Tuesday, February 05, 2008

In your face incoherence

I am just so overwhelmed with everything. I have marketing to do and it's not helping that that for the most part, the answers I get are mostly NO. I am still hungover with feasib, and that's something I pretty much cannot do anything about.

Okay, let's use kidspeak and let's make my life easier. I am sad. I don't know what will make me happy(er) and I am thinking that's the harder part. I can't possibly keep on going out because after some time, THE Friends will get tired of the Whiny Kid, and resources will run out. I cant keep forcing people to throw out money at eating places that make us pay outrageous service charge, just because I feelbad and I need company. But on second thought, maybe my friends are spineless people and I can bully them some more :P Oh, I love my friends! (That was the first statement of my life that is not , laced with any trace of sarcasm. I am proud). Thank heavens for friends who won't admit they love you, but go out of their way to show you :)

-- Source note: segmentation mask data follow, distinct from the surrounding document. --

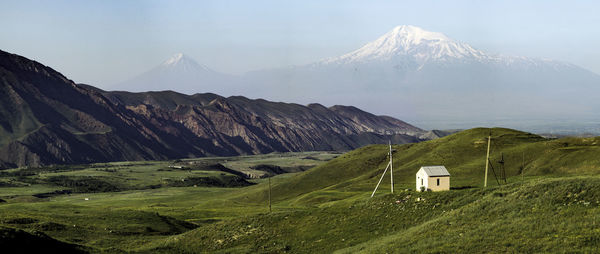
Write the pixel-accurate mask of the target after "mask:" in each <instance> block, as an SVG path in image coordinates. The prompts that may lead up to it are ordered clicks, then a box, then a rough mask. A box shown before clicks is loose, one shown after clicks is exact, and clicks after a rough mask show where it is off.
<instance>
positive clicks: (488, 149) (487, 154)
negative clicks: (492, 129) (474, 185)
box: [483, 130, 492, 188]
mask: <svg viewBox="0 0 600 254" xmlns="http://www.w3.org/2000/svg"><path fill="white" fill-rule="evenodd" d="M491 140H492V131H491V130H490V135H489V136H488V150H487V155H486V156H485V178H484V179H483V187H484V188H485V187H487V171H488V166H489V164H490V143H491Z"/></svg>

Three cheers for you my lovely, spineless bitches! I am fighting the urge to actually say I Love You, because I know I shall never be forgiven for this one little slip. Heehee. That felt better :)

But still. In true Whiny Kid fashion -- Gah, this sucks. I hate it when I'm stuck in a rut I have no idea how to get out of (which is almost all the time). Thanks to THE friends, but my battle cry still is -- So much to do, so little resolve to start working.